Khusus untuk urusan politik, aturan itu merujuk pada pasal 13 Qanun Aceh Nomor 3 Tahun 2008 tentang Partai Politik Lokal Peserta Pemilu DPR Aceh dan DPR kabupaten/kota di Aceh, sebagaimana diamanatkan dalam UU No 11 Tahun 2006 tentang Pemerintahan Aceh yang merupakan dasar penyelenggaraan otonomi daerah di Aceh. Pasal 24 ayat 1 huruf h menyatakan salah satu syarat untuk menjadi calon gubernur/wakil gubernur, bupati/wakil bupati, wali kota/wakil wali kota adalah mampu membaca Al Quran.
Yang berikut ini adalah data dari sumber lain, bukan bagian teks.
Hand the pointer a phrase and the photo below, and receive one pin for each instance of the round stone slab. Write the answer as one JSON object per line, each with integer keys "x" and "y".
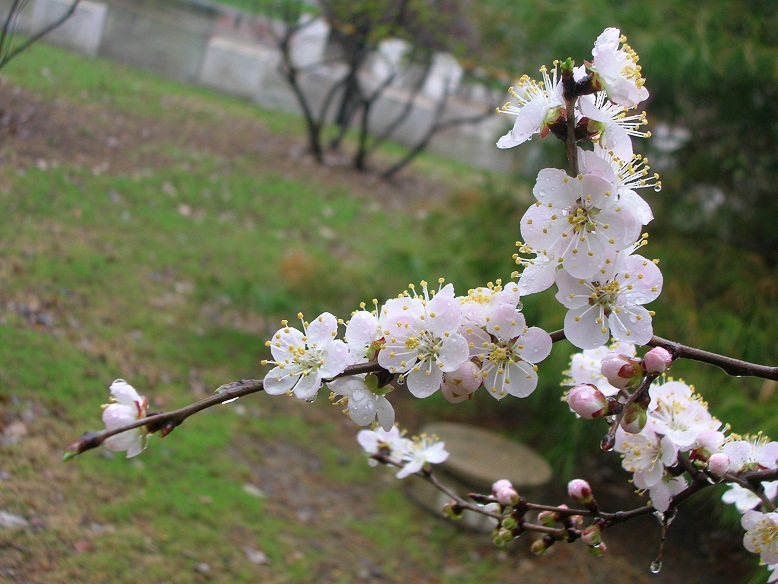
{"x": 480, "y": 457}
Apa yang sebenarnya Diinginkan?

Sebenarnya apa yang dikejar dan dinginkan melalui test uji mampu baca Al quran ini ?. Untuk menegakkan syariat Islam, marwah, harga diri dan ingin tampak berbeda dengan daerah - daerah lain ?. Apakah ada relevansi antara Uji mampu baca Al Quran ini dengan leadership ?. Jika demi mengejar kekhususan di bidang ini, lebih baik Aceh mendapatkan keistimewaan - kekhususan lain yang jauh lebih penting dan punya relevansinya dengan kesejahteran, kemakmuran, bisa menyiapkan kader pemimpin yang cerdas, berakhlak mulia dan berilmu semesta. 

Sebagai sebuah daerah yang luluh lantak karna konflik, bencana dan berbagai problem ketidak adilan dimasa lalu, Aceh misalnya berhak untuk mendapatkan keistimewaan bisa punya kuota khusus agar anak - anak Aceh diterima tanpa tes untuk masuk perguruan - perguruan tinggi ternama di Indonesia, bisa diterima tanpa tes untuk kuliah di pertambangan, perminyakan, Teknik nuklir, Kedokteran, Teknologi dan informasi terkini, teknologi pertanian terkini dan berbagai jurusan lainnya yang sesuai dengan kebutuhan kemajuan bangsa dan negara. 

Kekhususan dengan banyak anak-anak Aceh yang cerdas dan berbakat melalui pembinaan khusus bisa dipersiapkan sebagai akademisi, diplomat, leader, enterpreuner , atlet dan lain sebagainya dengan cara di biayai pendidikannya mulai dari SD sampai Perguruan Tinggi, atau kekhusan lainnya yaitu pemerintah Indonesia memfasilitasi dan menanggung biaya anak - anak Aceh terbaik untuk bisa magang di perusahaan - perusahaan besar dunia seperti Google, Microsoft, Apple, Amazon, Virginia, Tesla, sampai bisa mendirikan perusahaa-perusahaan sendiri, lebih baik mendapatkan kekhususan di bidang seperti ini, dari pada kekhususan di bidang Uji mampu baca Al Quran.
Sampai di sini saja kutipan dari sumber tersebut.